107025812149913475
chips ahoy…what happened to that boy?
don’t tell me. i don’t want to know what happened to that boy. if mj the kop had his way with mr. christie’s golden boy and that’s the reason why he’s in all this trouble…i definitely don’t want to know.
as quick as all this stuff came….everyone’s trying to place blame. too bad bruce lee isn’t around to play this game of death. nobody wants to have their last breath. a little cryptic you may say. you’ll understand this all someday. most people think in rhymes, whilst the rest think of crimes. are your dreams in colour? or does your jealousy make them duller?
did i get my foot caught between the rails somewhere along the way? and why wasn’t o fortuna playing in the background whilst i tried to free myself from the trap? did you ever love crushing pennies on the track? but then find that the track was so far away….
missing that feeling of when the train roars by and the air rushes past you so fast that it sucks the breath out of you…and for a moment your brain is gasping for a thought…you drop to your knees and you wonder how long it’ll be till you get another chance…
pick up your feet…walk back to the park bench and seat yourself in anticipation. the day when the fog clears and a silhouette comes walking through the cloud and takes you by the hand and leads you down the track…is the day you’ll finally get to think about it again.
should of been a better circumstance. could’ve happened differently. perhaps under different light.
maybe if you could set it all up in pure hollywood perfection, your thoughts would come together and mesh together as a cohesive unit.
seems like stirring up the cup a little much has left it to spill in a sticky mess leaving a cup ring on that perfect teak wood table…
had me thinking like a donkey, wacky and wonky wanting some chocolate from the factory. wish i didn’t trip at the door and spill my milk.

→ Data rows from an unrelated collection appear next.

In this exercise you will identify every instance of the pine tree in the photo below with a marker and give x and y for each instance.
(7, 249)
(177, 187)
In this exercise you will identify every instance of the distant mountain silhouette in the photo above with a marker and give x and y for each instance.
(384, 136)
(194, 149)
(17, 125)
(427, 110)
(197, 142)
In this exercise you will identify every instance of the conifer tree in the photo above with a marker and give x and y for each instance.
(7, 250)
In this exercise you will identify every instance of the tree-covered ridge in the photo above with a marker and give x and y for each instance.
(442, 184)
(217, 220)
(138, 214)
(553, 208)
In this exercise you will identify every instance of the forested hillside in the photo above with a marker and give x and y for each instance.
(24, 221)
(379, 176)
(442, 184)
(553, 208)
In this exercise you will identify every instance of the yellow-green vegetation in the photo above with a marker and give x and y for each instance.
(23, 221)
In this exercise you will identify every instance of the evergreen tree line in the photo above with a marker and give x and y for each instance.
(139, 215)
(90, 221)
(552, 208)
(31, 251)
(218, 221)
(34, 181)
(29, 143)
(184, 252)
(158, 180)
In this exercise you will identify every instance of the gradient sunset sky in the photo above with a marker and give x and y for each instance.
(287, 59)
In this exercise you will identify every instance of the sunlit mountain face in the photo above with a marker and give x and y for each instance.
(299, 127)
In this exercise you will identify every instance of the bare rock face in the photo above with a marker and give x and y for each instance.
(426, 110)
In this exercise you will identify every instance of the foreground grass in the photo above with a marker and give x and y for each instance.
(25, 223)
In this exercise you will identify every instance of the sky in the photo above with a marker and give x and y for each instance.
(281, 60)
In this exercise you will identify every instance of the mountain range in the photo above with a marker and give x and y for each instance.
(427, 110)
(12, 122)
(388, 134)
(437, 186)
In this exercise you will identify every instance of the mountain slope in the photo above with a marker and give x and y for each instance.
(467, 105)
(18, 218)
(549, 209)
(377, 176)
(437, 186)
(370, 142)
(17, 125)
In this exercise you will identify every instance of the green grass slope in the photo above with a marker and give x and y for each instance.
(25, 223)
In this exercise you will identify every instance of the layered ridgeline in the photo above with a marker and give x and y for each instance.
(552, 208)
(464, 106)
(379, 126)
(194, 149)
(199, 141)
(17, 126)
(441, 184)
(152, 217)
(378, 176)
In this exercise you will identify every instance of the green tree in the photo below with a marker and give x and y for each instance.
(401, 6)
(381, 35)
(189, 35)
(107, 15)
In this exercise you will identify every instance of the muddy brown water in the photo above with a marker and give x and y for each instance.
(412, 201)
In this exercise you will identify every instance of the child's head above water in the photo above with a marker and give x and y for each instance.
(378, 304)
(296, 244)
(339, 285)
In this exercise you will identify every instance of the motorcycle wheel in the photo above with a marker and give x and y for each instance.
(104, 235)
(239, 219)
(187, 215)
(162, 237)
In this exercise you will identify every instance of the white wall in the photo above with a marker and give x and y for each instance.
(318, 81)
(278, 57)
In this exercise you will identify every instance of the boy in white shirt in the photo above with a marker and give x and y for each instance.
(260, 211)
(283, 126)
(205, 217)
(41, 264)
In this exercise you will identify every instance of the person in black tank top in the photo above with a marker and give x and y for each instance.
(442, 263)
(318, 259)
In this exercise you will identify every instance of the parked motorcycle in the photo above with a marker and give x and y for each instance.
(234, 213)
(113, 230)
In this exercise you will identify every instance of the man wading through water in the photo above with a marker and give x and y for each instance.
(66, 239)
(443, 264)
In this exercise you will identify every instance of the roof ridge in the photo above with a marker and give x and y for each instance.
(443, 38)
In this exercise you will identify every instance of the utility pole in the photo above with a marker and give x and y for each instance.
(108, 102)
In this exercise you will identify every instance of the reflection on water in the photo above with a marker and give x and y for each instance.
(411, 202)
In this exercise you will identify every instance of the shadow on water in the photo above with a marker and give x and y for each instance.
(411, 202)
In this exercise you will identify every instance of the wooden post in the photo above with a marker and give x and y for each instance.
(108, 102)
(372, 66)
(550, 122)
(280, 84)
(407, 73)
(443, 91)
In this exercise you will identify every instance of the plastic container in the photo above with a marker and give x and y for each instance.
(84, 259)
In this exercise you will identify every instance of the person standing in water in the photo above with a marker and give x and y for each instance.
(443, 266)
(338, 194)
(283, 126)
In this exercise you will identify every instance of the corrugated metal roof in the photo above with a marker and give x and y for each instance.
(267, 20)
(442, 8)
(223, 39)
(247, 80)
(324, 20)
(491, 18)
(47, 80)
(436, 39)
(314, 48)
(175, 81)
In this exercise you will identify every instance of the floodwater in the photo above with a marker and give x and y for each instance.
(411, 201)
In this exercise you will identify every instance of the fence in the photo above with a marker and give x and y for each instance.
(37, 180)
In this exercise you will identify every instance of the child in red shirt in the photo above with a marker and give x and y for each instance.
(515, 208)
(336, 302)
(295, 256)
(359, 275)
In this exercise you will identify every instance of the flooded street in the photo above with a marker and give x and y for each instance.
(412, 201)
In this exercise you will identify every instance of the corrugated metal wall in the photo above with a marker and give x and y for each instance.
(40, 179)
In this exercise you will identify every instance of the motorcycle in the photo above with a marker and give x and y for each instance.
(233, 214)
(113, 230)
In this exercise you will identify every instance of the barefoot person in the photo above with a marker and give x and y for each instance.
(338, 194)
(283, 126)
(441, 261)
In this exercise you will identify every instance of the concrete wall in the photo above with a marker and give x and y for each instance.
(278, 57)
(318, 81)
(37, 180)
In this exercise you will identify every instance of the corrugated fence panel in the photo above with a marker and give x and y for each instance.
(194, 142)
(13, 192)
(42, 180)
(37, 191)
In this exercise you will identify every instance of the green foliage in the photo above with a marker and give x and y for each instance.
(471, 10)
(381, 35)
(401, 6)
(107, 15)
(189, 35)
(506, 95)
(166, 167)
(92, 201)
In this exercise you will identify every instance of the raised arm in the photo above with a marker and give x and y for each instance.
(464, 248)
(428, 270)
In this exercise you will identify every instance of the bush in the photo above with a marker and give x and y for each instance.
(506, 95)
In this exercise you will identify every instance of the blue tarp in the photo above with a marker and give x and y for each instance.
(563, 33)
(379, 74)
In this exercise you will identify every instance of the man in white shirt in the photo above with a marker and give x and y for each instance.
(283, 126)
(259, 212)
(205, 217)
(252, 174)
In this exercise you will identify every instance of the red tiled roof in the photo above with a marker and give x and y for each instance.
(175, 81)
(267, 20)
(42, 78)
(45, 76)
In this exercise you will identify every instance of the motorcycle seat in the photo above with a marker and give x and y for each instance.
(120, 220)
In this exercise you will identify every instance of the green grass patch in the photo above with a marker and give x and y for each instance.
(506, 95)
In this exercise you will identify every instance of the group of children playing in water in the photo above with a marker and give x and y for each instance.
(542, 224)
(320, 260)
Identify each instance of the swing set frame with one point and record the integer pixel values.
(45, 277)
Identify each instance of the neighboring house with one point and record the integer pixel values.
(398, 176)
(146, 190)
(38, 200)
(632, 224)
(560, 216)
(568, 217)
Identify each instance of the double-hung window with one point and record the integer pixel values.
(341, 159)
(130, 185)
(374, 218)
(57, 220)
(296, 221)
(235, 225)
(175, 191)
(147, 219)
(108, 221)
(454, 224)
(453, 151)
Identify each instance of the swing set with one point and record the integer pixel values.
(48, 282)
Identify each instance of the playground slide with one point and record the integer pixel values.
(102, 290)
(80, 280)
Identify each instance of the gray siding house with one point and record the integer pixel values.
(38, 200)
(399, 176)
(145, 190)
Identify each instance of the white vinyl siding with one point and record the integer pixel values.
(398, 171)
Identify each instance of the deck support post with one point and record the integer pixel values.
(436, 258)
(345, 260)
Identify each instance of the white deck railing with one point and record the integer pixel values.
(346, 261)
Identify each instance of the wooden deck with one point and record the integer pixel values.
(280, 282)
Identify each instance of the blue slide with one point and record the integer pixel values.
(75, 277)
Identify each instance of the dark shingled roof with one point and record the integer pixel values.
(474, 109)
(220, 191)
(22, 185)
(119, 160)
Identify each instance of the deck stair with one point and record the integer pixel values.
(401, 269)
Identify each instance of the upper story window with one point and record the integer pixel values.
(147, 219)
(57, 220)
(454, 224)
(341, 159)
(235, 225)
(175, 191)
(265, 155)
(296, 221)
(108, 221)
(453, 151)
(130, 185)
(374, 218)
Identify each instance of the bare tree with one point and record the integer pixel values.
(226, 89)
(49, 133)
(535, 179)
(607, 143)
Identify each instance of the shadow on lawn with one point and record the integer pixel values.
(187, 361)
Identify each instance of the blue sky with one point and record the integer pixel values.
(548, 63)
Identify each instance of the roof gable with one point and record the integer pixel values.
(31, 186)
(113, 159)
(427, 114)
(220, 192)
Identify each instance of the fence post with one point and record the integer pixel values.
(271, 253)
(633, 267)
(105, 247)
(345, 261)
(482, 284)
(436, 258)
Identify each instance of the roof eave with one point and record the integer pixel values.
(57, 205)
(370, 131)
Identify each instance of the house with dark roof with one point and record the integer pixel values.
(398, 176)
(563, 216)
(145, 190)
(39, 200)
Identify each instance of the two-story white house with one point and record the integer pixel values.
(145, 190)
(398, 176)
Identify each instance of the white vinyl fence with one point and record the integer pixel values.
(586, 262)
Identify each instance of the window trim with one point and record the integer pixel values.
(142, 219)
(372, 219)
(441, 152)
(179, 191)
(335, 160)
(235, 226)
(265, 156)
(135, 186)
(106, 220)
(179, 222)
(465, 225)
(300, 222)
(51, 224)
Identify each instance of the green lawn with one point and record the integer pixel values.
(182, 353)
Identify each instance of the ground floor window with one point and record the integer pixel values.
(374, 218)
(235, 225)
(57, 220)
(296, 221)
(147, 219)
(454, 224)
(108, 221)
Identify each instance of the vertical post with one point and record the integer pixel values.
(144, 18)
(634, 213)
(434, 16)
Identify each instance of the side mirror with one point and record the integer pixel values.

at least it’s not as difficult as stringing christmas lights, i wonder what sort of light sculptures you could make if your eyes had a delayed exposure.
i should’ve realized the moment i stood still to take a breather would be the moment i’d realize a little too much. someone spin the wheel again and see where it lands this time. perhaps luck be a lady tonight, but look where that got frankie boy.
lower my bills, flock to the beebop. dance a little to the melodious stupidity. it’s going to be the revival of the sock hop. diners and chevy’s, bistros and empty kegs.
don’t want any of it. someone sort this out…someone decipher how it all goes…life shouldn’t be so complicated…
stop hurting, so i can stop hurting. stop thinking so i can stop thinking. stop talking so i can stop talking. stop walking so i can catch up. take a seat mr brady.
come a little closer. i wanna see you over here. it’s a little darker. tell me why my tea biscuits say “maria” all over them? it makes no sense to me. not much does right now.
everything that is so simple is so complicated. mr christie should save the world. nutrition is over rated.
i’m gonna move a little more. jump a little more. shake things up a little more. maybe things will fall into place and make sense in my brain. toss and turn. let it all burn.
warped and bloodshot. just another thought. a brain clot. answers being sought. struggles being fought. lessons being taught. letting good things rot. culprits being caught. sleeping on a cot. keeping things simple.